A rail in the road charges an electric lorry in an e-road project outside Stockholm.
Photo: eRoad Arlanda
#8 Smart roads for charging on the go
The Swedish island of Gotland has opened the world’s first wireless electric road, where electric trucks and buses can charge while driving. On a short stretch of road between Visby airport and the city centre, electric power is transmitted to the electric vehicle through induction, a technology that uses electromagnetic fields – similar to how an electric toothbrush charger works.
One of Sweden’s climate goals is to reduce emissions from domestic transport by at least 70 per cent by 2030 compared with 2010.* As part of these efforts, the Swedish Transport Administration (Trafikverket) has been commissioned to develop a plan for how 2,000 kilometres of the country’s busiest roads can be electrified by 2030.
To this end, electric roads are being tested in different corners of Sweden. On a road near Stockholm Arlanda Airport, an electric rail in the roadway has charged freight vehicles since 2017. And already in 2016, the world’s first electric road section on a public road was inaugurated on the motorway between the Swedish cities of Gävle and Sandviken. This electric road used an overhead line and the trucks were equipped with pantographs, similar to a tram. The project was finished in 2020.
*Domestic aviation is not included here, because it is included in the EU Emissions Trading System.
Mariestad is working actively to find more sustainable energy solutions. The town’s off-the-grid hydrogen station is a big step – and a world first. Photo: Tuana/Mariestads kommun
#9 A solar-powered hydrogen filling station
In 2019 the world’s first off-grid solar-powered hydrogen producing and filling station opened to the general public in the Swedish town of Mariestad. The station is powered by 100 per cent solar energy from a nearby solar cell park.
The solar energy is used to produce hydrogen gas, an emission-free gas that can be used as a backup power solution for the electricity grid, providing solar-powered energy at all hours of the day.
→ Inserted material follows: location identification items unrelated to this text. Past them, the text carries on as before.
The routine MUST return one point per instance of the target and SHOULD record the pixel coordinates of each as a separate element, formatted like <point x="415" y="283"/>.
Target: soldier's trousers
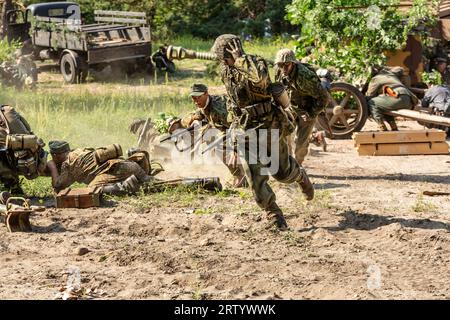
<point x="228" y="160"/>
<point x="302" y="136"/>
<point x="8" y="177"/>
<point x="119" y="172"/>
<point x="382" y="103"/>
<point x="289" y="171"/>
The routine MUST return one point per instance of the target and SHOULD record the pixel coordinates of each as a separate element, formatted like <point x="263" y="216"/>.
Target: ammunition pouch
<point x="113" y="151"/>
<point x="142" y="158"/>
<point x="17" y="142"/>
<point x="257" y="110"/>
<point x="27" y="166"/>
<point x="280" y="95"/>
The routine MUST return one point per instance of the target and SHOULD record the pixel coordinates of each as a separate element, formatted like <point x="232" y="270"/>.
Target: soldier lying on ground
<point x="437" y="99"/>
<point x="388" y="91"/>
<point x="21" y="152"/>
<point x="211" y="110"/>
<point x="256" y="105"/>
<point x="21" y="73"/>
<point x="307" y="95"/>
<point x="103" y="167"/>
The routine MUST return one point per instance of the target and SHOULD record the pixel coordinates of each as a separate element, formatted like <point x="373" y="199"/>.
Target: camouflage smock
<point x="247" y="82"/>
<point x="304" y="88"/>
<point x="214" y="113"/>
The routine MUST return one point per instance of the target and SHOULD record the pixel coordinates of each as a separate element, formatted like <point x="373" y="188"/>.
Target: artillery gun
<point x="347" y="112"/>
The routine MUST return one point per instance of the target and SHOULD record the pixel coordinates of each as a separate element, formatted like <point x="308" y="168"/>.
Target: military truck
<point x="54" y="31"/>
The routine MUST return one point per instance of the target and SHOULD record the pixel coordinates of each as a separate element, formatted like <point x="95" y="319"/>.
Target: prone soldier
<point x="211" y="109"/>
<point x="104" y="168"/>
<point x="259" y="105"/>
<point x="21" y="153"/>
<point x="388" y="91"/>
<point x="307" y="95"/>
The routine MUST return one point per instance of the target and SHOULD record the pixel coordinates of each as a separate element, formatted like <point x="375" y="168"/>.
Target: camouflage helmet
<point x="285" y="55"/>
<point x="222" y="43"/>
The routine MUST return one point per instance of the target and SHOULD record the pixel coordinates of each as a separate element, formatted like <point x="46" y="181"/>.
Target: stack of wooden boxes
<point x="407" y="142"/>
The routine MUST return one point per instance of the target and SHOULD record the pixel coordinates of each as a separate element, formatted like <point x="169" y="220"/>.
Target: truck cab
<point x="19" y="22"/>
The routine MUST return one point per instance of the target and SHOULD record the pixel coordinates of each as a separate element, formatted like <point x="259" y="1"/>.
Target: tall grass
<point x="95" y="114"/>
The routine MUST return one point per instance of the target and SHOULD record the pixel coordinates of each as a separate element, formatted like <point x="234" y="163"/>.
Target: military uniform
<point x="115" y="176"/>
<point x="28" y="161"/>
<point x="386" y="92"/>
<point x="249" y="89"/>
<point x="81" y="166"/>
<point x="215" y="114"/>
<point x="308" y="98"/>
<point x="22" y="73"/>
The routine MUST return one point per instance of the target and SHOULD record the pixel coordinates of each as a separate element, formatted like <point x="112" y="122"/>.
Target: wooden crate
<point x="394" y="149"/>
<point x="78" y="198"/>
<point x="406" y="136"/>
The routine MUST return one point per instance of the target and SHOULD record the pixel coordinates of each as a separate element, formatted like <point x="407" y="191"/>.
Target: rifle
<point x="174" y="137"/>
<point x="18" y="216"/>
<point x="178" y="134"/>
<point x="211" y="184"/>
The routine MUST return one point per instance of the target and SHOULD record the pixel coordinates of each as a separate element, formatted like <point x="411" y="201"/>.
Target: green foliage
<point x="432" y="78"/>
<point x="204" y="19"/>
<point x="7" y="50"/>
<point x="352" y="40"/>
<point x="162" y="122"/>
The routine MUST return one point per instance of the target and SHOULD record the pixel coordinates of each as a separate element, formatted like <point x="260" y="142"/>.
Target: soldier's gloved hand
<point x="196" y="123"/>
<point x="291" y="114"/>
<point x="174" y="124"/>
<point x="235" y="49"/>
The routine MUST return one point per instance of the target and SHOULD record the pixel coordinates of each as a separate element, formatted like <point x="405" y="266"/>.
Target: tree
<point x="353" y="39"/>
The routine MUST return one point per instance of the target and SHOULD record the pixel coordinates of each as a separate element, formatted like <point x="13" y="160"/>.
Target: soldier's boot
<point x="240" y="182"/>
<point x="129" y="186"/>
<point x="318" y="139"/>
<point x="306" y="185"/>
<point x="211" y="184"/>
<point x="275" y="218"/>
<point x="381" y="125"/>
<point x="392" y="124"/>
<point x="4" y="196"/>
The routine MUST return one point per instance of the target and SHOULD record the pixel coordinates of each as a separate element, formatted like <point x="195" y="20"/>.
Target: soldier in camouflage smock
<point x="308" y="97"/>
<point x="212" y="110"/>
<point x="115" y="176"/>
<point x="388" y="91"/>
<point x="248" y="85"/>
<point x="21" y="74"/>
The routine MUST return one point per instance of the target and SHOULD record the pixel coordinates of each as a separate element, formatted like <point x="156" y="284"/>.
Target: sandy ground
<point x="369" y="234"/>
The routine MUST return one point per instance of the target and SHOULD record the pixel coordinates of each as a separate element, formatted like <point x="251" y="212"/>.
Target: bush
<point x="352" y="40"/>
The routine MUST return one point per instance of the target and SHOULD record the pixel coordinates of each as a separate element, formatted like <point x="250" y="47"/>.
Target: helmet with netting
<point x="285" y="55"/>
<point x="222" y="43"/>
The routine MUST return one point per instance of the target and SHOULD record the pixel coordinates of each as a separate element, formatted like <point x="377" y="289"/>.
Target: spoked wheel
<point x="73" y="68"/>
<point x="347" y="111"/>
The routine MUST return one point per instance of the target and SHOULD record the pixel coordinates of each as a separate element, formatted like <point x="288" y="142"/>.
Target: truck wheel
<point x="69" y="69"/>
<point x="347" y="112"/>
<point x="73" y="68"/>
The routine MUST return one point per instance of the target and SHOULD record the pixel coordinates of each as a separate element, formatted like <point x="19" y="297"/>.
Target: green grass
<point x="97" y="114"/>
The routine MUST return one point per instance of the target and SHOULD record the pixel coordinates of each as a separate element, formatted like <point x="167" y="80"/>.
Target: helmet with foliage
<point x="285" y="55"/>
<point x="222" y="43"/>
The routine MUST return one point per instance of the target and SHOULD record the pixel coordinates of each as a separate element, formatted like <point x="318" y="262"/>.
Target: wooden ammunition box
<point x="78" y="198"/>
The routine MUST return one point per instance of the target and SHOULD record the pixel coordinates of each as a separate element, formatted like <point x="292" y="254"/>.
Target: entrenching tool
<point x="18" y="216"/>
<point x="210" y="184"/>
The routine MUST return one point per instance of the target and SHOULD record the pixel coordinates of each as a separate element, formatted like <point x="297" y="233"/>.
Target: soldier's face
<point x="286" y="68"/>
<point x="200" y="101"/>
<point x="59" y="157"/>
<point x="442" y="66"/>
<point x="228" y="61"/>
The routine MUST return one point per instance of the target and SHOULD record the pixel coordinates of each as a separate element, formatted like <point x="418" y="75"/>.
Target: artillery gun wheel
<point x="73" y="68"/>
<point x="347" y="112"/>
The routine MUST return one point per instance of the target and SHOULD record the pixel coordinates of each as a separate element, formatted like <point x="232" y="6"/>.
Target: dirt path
<point x="369" y="234"/>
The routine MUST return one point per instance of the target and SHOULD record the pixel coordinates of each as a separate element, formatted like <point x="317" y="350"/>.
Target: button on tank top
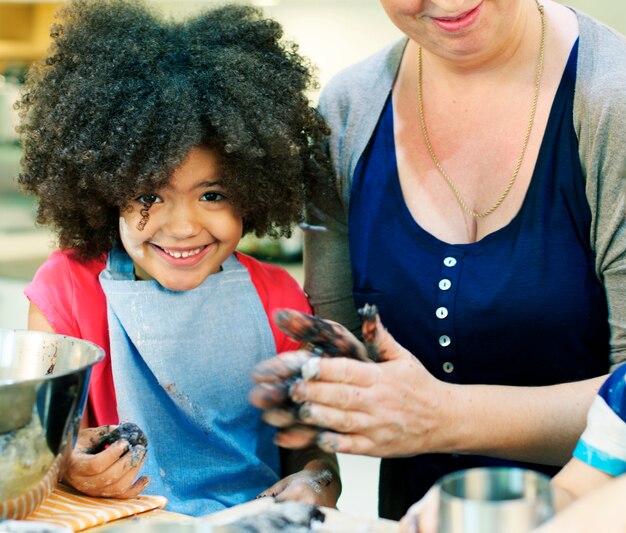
<point x="522" y="306"/>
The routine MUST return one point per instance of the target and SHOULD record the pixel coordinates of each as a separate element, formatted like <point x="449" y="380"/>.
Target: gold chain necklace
<point x="518" y="164"/>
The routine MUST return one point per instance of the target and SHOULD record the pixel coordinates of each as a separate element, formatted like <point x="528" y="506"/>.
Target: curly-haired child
<point x="153" y="146"/>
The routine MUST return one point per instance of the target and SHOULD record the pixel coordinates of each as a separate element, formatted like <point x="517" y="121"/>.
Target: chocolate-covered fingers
<point x="283" y="368"/>
<point x="327" y="337"/>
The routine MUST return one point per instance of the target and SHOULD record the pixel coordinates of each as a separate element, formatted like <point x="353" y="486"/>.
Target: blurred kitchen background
<point x="332" y="33"/>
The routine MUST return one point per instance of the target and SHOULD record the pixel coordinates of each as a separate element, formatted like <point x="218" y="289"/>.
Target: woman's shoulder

The hydrogen gas can also act as fuel in cars, lorries, trains and – in the future – aeroplanes.
In this way, hydrogen may provide a competitive fossil-free source of fuel for transportation without the need for the expensive lithium batteries that electrical vehicles depend upon.
Gothenburg is known for its puns. Hence this 60-metre tall accumulator tank (left) is referred to as a ‘termos’, i.e. flask. The tank stores excess heat from the district heating system, which can be redistributed into the heating system when needed. Just like using a flask to keep beverages hot, in other words.
Photo: Creative Commons
#10 From waste to district heating
Ever since the first Swedish district heating system was introduced in 1948, extensive efforts have been made to provide energy-efficient solutions for heating homes. In Gothenburg – Sweden’s second largest city – most buildings and houses are connected to the district heating system’s network of underground pipes and cables.
Instead of heating each building individually with electricity or oil, this climate-smart waste-to-energy solution uses local resources such as burnt rubbish or captured excess heat from industrial production or data centres to heat up water and distribute it to everyone connected to the system. By doing so, 93 per cent of all energy in the system is either recycled or comes from renewable resources.
Through its own energy company, Göteborg Energi, the city of Gothenburg is leading this efficient method, which accounts for 90 per cent of the heating used in flats in the city, as well as about 12,000 private homes, many industries, offices, shops and public buildings.
District heating is the most common source of heating in Sweden. In Stockholm 80 per cent of the heating comes from district heating (link in Swedish). It has great environmental advantages, such as saving costs and lowering carbon dioxide (CO2) emissions.